Meinung Armenien-Resolution: Eine vertrackte Situation

Das, was die Türken beginnend vor 101 Jahren den Armeniern antaten, war Völkermord. Die Unterschiedslosigkeit, mit der auch Alte, Frauen und Kinder in den Hungertod getrieben wurden, wenn man sie nicht gleich erschlug, spricht dafür, und die Zahl der Opfer, bis zu 1,5 Millionen.

Es ist auch keine Frage, dass deutsche Politiker Anlass haben, das Geschehen so zu nennen. Denn das Kaiserreich schaute dem Morden seines osmanischen Verbündeten wohlwollend zu. Auch ist das Thema keine historische Restgröße. Weil eine Aufarbeitung und Versöhnung nicht stattgefunden hat, ist dieser Genozid bis heute eine schärende Wunde in der Türkei selbst und in seinem Verhältnis zu Armenien. Diese Region aber ist Europas Vorhof und die Türkei EU-Aspirant.
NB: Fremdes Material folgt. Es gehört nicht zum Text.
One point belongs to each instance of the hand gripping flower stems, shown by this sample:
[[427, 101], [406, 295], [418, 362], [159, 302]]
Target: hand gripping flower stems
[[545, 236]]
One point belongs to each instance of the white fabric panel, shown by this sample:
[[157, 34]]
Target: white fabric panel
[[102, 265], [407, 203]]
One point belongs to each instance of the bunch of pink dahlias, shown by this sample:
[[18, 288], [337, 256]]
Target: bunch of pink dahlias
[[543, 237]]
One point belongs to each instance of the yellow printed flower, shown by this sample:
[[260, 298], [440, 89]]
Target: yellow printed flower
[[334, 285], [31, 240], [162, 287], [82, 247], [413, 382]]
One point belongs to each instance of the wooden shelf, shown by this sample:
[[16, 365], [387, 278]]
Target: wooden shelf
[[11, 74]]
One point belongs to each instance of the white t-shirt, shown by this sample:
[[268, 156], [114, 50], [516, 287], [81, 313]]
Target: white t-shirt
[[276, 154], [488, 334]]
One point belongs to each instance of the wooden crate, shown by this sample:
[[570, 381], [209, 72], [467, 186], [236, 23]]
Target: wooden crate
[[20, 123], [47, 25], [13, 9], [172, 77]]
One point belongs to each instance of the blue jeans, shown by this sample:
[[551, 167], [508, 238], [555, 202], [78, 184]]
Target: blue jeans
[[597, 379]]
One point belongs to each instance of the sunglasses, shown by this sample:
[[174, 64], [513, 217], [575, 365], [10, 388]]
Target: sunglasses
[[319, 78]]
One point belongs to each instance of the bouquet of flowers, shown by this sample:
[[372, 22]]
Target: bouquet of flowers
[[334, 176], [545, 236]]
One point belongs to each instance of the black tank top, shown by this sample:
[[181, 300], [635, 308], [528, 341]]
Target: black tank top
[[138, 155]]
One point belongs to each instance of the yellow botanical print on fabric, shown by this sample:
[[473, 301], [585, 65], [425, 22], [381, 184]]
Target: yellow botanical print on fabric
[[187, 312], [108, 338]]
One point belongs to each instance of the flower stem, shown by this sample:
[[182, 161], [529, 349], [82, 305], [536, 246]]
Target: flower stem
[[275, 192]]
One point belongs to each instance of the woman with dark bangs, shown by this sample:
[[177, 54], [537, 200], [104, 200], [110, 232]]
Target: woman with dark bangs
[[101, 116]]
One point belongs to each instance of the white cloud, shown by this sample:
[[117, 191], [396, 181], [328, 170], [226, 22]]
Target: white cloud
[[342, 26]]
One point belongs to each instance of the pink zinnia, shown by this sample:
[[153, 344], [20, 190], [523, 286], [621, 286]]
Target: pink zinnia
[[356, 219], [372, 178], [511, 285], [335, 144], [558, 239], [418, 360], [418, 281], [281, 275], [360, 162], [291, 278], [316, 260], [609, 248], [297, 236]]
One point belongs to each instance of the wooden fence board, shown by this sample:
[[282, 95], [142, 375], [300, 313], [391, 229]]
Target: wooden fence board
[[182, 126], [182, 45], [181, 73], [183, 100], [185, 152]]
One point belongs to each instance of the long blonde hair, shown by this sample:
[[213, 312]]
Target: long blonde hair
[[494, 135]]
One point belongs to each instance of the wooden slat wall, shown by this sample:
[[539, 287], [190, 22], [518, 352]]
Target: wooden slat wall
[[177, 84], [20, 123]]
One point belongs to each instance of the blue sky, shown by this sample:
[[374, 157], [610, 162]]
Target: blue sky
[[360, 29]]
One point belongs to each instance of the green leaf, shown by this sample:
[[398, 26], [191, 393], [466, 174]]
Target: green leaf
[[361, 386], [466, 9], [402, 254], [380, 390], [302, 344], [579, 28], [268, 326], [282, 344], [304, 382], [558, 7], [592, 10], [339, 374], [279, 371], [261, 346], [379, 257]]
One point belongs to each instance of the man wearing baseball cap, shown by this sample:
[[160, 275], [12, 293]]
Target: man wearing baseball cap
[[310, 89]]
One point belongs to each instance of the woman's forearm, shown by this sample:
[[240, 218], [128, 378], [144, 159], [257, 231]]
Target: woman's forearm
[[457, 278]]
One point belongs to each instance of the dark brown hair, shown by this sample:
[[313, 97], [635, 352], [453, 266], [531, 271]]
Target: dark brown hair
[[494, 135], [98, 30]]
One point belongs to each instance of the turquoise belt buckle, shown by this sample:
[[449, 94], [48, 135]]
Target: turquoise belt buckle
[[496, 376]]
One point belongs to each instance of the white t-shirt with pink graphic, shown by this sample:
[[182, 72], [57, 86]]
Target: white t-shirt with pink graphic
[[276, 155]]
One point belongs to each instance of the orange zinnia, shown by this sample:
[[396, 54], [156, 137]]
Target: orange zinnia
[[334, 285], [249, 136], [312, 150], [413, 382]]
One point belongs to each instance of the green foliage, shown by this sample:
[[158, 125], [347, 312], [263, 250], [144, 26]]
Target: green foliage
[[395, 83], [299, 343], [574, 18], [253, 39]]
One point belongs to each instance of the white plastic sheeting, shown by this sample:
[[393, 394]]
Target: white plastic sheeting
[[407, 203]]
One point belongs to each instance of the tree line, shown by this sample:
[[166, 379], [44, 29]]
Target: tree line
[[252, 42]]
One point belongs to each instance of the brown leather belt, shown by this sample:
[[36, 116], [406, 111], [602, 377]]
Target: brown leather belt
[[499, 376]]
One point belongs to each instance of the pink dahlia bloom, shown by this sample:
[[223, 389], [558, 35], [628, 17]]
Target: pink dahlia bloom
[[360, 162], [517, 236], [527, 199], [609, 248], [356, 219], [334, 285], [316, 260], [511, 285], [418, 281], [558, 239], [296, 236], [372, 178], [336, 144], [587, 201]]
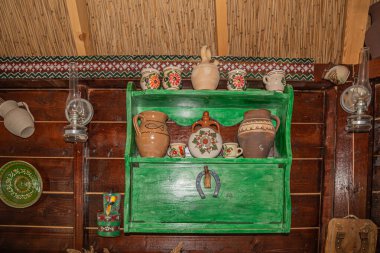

Der Bundestag hat also prinzipiell alles Recht der Welt, das Geschehen in einer Resolution zu behandeln und als „Völkermord“ einzuordnen, so wie es für Anfang Juni geplant ist. Die Frage ist aber: Mit welchem Ziel? Zumal es im letzten Jahr beim 100. Jahrestag schon eine Debatte gab, in deren Verlauf nicht nur der Bundestagspräsident, sondern Sprecher aller Fraktionen dieses Wort benutzten. Freilich wurde damals, als es angesichts des Gedenktages Sinn gemacht hätte, kein förmlicher Beschluss gefasst. Wenn man außerdem bedenkt, dass das EU-Parlament, der Bundespräsident und der Papst diesen Begriff verwendet haben, jeweils unter heftigen Protesten Ankaras, könnte man auch zu der Erkenntnis gelangen, dass diesbezüglich alles gesagt ist und man jetzt mit der Angelegenheit auf andere Art weiter kommen sollte. Zum Beispiel, indem man hilft, einen türkisch-armenischen Aufarbeitungs- und Aussöhnungsprozess in die Wege zu leiten.

Die geplante Resolution wirkt zum gegenwärtigen Zeitpunkt zwanghaft. Man spürt: Hier geht es manchem nicht nur um die Symbolik des Wortes, hier geht es auch darum, es Staatspräsident Erdogan persönlich zu zeigen. Der leugnet zwar nicht die Toten, wohl aber den Begriff. Einige wollen auch die Bundesregierung vorführen. Denn die steht derzeit unter dem Generalverdacht, vor dem türkischen Machthaber wegen der Flüchtlinge zu kuschen. Es ist eine vertrackte Situation. Und ein schlechter Zeitpunkt für Mahner wie Außenminister Frank-Walter Steinmeier, der das Thema in der Sache nicht anders bewertet. Der aber auch mal darüber nachdenkt, wie es am Tag nach einem solchen symbolischen Triumph weitergeht.